Se formos levar em conta a posição da Liga Árabe no sentido da condenar historicamente Israel e reivindicar o estabelecimento do estado palestino, a iniciativa do Brasil de se distanciar de Israel após a eclosão dos conflitos na Faixa de Gaza indica a estratégia geopolítica do país de se aproximar de países emergentes com potencial de potencializar as capacidades do Brasil no comércio internacional. A dependência de fertilizantes e combustíveis na economia brasileira também pode ter contribuído para a posição de neutralidade na Guerra da Ucrânia, onde o país se recusou para vender armas ao conflito, ao mesmo tempo em que ampliou as cifras de seu comércio com a Rússia.
Outro fator que pode contribuir para a posição do governo brasileiro em relação aos BRICS é a adesão de Arábia Saudita, Emirados Árabes Unidos e Egito no bloco.
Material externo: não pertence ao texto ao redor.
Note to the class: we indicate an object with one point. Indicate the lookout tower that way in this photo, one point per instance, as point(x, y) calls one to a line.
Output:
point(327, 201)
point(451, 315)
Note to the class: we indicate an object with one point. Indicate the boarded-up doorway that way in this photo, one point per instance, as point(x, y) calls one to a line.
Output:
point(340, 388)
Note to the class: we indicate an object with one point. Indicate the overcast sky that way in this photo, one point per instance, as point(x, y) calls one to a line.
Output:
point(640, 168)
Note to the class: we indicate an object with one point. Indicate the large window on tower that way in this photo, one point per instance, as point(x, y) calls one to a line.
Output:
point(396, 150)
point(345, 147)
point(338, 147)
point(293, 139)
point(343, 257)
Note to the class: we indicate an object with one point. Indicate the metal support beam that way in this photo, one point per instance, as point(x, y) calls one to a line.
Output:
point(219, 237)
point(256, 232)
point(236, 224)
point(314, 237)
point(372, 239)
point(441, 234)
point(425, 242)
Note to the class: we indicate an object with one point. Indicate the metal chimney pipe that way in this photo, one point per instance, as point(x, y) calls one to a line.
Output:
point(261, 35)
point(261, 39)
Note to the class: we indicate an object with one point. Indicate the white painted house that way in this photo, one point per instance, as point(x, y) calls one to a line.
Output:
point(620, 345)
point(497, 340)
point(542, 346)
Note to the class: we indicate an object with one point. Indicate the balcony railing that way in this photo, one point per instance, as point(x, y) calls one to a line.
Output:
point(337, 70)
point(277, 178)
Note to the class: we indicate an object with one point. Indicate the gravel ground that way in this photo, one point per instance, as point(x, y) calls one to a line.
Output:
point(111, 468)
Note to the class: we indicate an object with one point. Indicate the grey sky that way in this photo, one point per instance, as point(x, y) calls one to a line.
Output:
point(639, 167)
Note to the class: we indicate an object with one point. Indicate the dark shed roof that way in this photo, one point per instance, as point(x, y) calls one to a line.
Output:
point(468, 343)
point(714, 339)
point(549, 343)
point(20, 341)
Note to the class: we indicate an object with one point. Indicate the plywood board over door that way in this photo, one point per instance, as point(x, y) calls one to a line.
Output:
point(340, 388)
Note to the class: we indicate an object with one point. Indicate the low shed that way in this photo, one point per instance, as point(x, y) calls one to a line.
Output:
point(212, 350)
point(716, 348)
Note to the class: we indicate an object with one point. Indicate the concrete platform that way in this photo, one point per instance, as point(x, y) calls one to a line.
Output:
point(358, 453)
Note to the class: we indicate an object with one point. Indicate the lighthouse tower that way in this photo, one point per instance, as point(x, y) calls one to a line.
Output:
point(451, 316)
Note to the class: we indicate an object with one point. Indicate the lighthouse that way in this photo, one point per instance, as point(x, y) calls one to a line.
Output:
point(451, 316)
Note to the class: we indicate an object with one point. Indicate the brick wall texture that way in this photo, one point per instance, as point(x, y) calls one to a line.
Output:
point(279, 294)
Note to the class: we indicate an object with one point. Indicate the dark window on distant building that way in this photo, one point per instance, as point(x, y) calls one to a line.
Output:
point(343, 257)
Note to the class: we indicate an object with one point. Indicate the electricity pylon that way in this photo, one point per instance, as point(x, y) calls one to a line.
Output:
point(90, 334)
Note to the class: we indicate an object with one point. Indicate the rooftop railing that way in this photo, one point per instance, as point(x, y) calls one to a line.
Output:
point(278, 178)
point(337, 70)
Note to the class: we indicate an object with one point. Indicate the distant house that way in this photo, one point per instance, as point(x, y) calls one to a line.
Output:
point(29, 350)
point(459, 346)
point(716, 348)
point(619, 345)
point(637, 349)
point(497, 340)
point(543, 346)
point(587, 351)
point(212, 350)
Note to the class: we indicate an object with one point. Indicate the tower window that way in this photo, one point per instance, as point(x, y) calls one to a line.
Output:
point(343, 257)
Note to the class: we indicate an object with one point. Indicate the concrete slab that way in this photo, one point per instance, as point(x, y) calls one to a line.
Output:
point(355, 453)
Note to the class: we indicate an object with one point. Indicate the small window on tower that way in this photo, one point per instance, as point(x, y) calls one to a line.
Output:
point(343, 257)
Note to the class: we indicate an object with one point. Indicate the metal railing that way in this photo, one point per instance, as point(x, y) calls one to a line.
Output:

Esses são os três maiores importadores de produtos brasileiros dentro da Liga Árabe, e agora se juntam a que já tinha China, Rússia e África do Sul em um bloco que é majoritariamente a favor da causa palestina. Além desses três países, a entrada do Irã no bloco também pode contribuir para um distanciamento maior de Israel em relação aos BRICS. Maior inimigo de Israel, o Irã também é um importante exportador de fertilizantes e combustíveis para a economia brasileira.
Cooperação Militar
Apesar das diversas críticas feitas a Israel, por parte do Brasil, nos fóruns internacionais, os dois países ainda seguem estabelecendo relações no campo militar, sendo o Brasil um país importador de armas israelenses. A relação de cooperação, que já existe a décadas, foi ampliada durante o mandato do ex-presidente Jair Bolsonaro. Logo nos primeiros meses de governo, Bolsonaro visitou Israel e assinou um acordo que visava ampliar a cooperação militar entre Brasil e Israel. O acordo previa o aumento de importações de armas por parte do Brasil, além de prever o compartilhamento de tecnologias e treinamentos de ambas as partes.
Com a derrota de Bolsonaro para Lula nas eleições de 2022, havia a expectativa de que a cooperação entre Brasil e Israel fosse restringida com a chegada do novo governo. Isso ocorreu em partes, pois apesar do Brasil condenar publicamente o genocídio que está sendo praticado pelos israelenses, uma parcela significativa da cooperação militar estabelecida entre Brasil e Israel ainda se mantêm. Isso faz com que o governo brasileiro adote uma postura relativamente contraditória em suas relações com Israel. Em 2024 o Brasil defendeu no Conselho de Direitos Humanos da ONU que nenhum país deveria vender armas para Israel, porém, apenas um mês depois anunciou a compra de armas israelenses no valor de mais de US$ 1 bilhão.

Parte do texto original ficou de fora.